Major Stan Mellick while serving with the HQ 5th Division and Royal Australian Signals Regiment during World War II. Image: John Oxley Library, State Library of Queensland Image No: 31553-0003-0004

An image of Dr Stan Mellick at UQ in 1983.

Dr Stan Mellick at UQ in 1983. Image: University of Queensland Archives

Dr Stan Mellick at UQ in 1983. Image: University of Queensland Archives

Dr Mellick dutifully submitted his thesis for a master’s degree, but was urged to submit it for a doctorate.

“We had two examiners, one in Oxford and one in Adelaide, and they both passed it, so I went straight from an honours degree to a PhD, bypassing the master’s,” he said.

As a tutor and lecturer, Dr Mellick maintained this no-nonsense style of a man with a business background.

He recalls having two law students who didn’t seem terribly taken with "all this literature stuff", and did little to suppress their view in tutorials. He called the disruptive duo to his room and wrote two things on the blackboard: Everyone must die, and All men are mortal.

“I asked them which one they preferred, and they said the second. I looked hard at them, and asked ‘Why?’ Dead silence. Then I said, ‘that’s what I’m on about – ‘why?”

The students left, contemplating his words.

“Subsequently, about 15 years ago in George Street, I saw a fellow in a legal wig and gown walking towards me.


“He looked at me, stopped and said, ‘You taught me to love poetry’ and walked off before I could speak. I never knew who he was.”

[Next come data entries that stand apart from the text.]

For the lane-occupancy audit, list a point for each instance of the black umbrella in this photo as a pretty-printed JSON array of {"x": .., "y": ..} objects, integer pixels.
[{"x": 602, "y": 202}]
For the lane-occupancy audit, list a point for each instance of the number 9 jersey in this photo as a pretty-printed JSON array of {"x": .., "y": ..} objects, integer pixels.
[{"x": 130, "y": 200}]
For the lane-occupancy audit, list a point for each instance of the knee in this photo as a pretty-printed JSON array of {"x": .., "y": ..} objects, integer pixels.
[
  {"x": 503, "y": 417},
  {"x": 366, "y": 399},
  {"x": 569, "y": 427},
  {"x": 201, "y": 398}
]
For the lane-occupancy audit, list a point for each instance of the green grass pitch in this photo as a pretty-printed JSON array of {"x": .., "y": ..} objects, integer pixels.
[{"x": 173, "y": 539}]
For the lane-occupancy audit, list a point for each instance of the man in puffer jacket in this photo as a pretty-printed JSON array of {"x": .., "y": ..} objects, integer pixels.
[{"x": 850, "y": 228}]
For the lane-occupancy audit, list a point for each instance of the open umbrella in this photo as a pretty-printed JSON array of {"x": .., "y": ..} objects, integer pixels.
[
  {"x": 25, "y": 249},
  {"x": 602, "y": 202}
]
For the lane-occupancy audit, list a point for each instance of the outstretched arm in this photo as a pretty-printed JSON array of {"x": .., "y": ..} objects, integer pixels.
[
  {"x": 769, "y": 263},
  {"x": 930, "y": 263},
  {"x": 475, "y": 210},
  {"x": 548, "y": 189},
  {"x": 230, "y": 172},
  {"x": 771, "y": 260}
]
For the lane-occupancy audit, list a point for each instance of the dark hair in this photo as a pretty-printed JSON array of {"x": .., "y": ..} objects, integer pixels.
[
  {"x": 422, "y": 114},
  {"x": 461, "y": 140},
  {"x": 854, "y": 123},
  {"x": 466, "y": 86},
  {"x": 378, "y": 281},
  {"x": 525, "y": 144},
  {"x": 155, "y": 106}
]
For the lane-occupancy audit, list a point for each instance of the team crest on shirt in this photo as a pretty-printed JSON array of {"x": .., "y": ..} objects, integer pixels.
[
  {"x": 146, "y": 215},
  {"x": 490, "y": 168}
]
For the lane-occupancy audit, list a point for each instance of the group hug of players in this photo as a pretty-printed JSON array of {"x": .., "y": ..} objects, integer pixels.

Dr Mellick retired in 1985, but he hardly laid down his oars. He was already involved with the journal Australian Literary Studies, helping its financial as well as its literary side – his early pre-war training in accountancy coming back to serve him well towards the end of the 20th century.

He was also offered the editorship of the then forthcoming Oxford Literary Guide to Australia, but in a sort of literary state of origin, passed it up as he wondered if he, as a comparative unknown, would get the cooperation of Sydney and Melbourne academics.

In any case, he was already working on Queensland’s own literary history by producing Writers Footprints, a detailed record of the references to Queensland cities, towns and places in literature.

Dr Mellick is exceedingly proud of his daughter, Jill Mellick, a clinical psychology professor in southern California who has written well-received books about Karl Jung’s art and the processes which contributed to that art.

And now, in the year he received a congratulatory telegram from the Queen, he reflects that the Australian writers he most admired were Henry Handel Richardson and Christina Stead. But he hesitates when asked about what book has moved him the most.

“Probably the Bible,” he said.

“The Bible helps you reflect on the inward person. It gives you an understanding of what it is like to be beyond human. That’s important to think about.”